Thursday, September 22, 2016

A Dog Duet—Part 1

I recently read two reports (sort of a duet) about a couple of current circumstances of dogs, that say something about both the qualities of canines as well as the closeness of humans and dogs—in ways that go well beyond the typical owner-pet relationship. I would argue that the old saw—that a dog is man's best friend—has a lot of truth to it. But these two reports go well beyond just the friendship concept. They tell us that there are deeper similarities; that in some ways humans and dogs share a couple of fascinating and relevant physiological qualities. Maybe we're more than best friends. Maybe we're even some kind of distant relative?
The first report described the fact that dogs are color-blind—far more than humans, but still in a physiologically similar way. Yet dogs are not really color blind; it's more that they cannot perceive the rich panoply of colors that we humans enjoy. How so? The eyes of both humans and dogs (as well as most animals) contain two kinds of light sensory receptors: cones and rods. Cones have evolved to provide visual acuity and also to respond to color, but they need rather bright light conditions to do so. Rods evolved to provide vision at low light levels and to detect motion; they do not respond to color. While human eyes contain a high proportion of cones (we see color), dogs' eyes have far fewer. Thus we see sharply, as well as perceive all the vivid hues of the artist's palette. Dogs—with more rods—have poor visual acuity but can see better than we do at night; especially being able to note motion, as their prey try to run away.
All mammals evolved to have both rods and cones in their eyes.

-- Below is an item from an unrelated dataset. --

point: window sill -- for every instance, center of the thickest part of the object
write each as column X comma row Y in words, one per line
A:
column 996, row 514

Back when mammals were new to Earth's animal kingdom (100-200 million years ago), they were just little critters who were dominated by the much larger and more successful dinosaurs. Mammals were forced to skitter around mostly in the dark, to avoid being eaten or stepped on by the reigning dinosaurs. Needing to see well under low light levels, mammal eyes evolved lots of rods.
Think about what you see, when nighttime comes on. You can't see color—only shades of gray. There's not enough light to trigger your eye's cones, so the rods—being “color-blind”—take over. For various reasons, dog's eyes, unlike ours, have a preponderance of rods. Maybe their wolf ancestors continued their hunting activities at night. Humans, on the other hand, evolved to have a lot of cones in our eyes. We needed them—along with our ape cousins—to locate tasty and colorful fruit in our daytime foraging. Dogs mostly needed to see moving animals to chase in the dark. To compensate for their inability to distinguish colors, dogs evolved an exquisite sense of smell. With that wonderful nose they could better sniff out their food.
[As an interesting aside to dogs' and humans' eye differences, when a human is photographed with a flash, a phenomenon called “red-eye” is often observed. It is due to the light of the camera's flash being reflected off blood vessels at the back of the eye. Dogs' eyes have something called a “tapetum,” which is a mirror-like structure at the back of their eyes. When a dog is photographed with a flash, the light reflects off the tapetum and appears blue. We get red-eye, they get blue-eye.]